Having raised 22 billion U.S. dollars in the world's largest share sale a year ago, ICBC, the world's biggest bank by market value, is expanding more aggressively than peers such as Bank of China Ltd. ICBC's 36.7 billion rand (5.4 billion dollars) purchase of a 20-percent stake in South Africa's Standard Bank Group Ltd is the biggest overseas investment by a Chinese company.

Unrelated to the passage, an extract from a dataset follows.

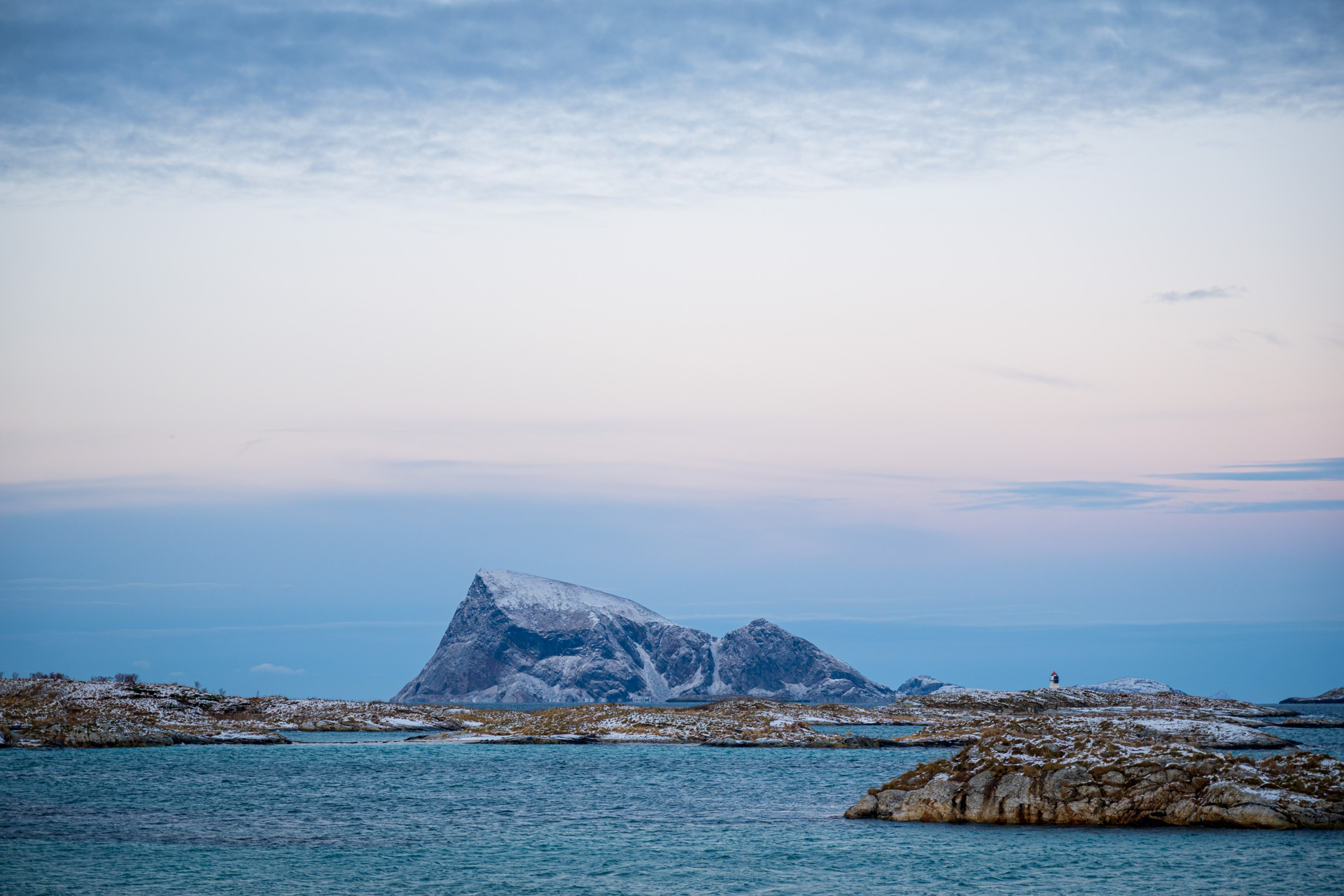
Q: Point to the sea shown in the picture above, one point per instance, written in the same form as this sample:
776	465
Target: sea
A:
346	813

"Overseas expansion is likely to continue as Chinese banks are seeking to build up their global presence," Bill Stacey, a Hong Kong-based analyst at Credit Suisse, told Bloomberg News yesterday, citing ICBC's forays in Indonesia and Macau. Yang joined China Construction Bank Corp Deputy President Luo Zhefu in denying a newspaper report that their banks planned to acquire a stake in Standard Chartered Plc from Temasek Holdings Pte, the Singaporean government's investment company.
"We have no plans to buy a stake in Standard Chartered," Luo said, while Yang said the report was "just a rumor."
The Financial Times reported that China's three biggest banks - ICBC, Construction Bank and Bank of China - had approached Temasek to buy a 17-percent stake.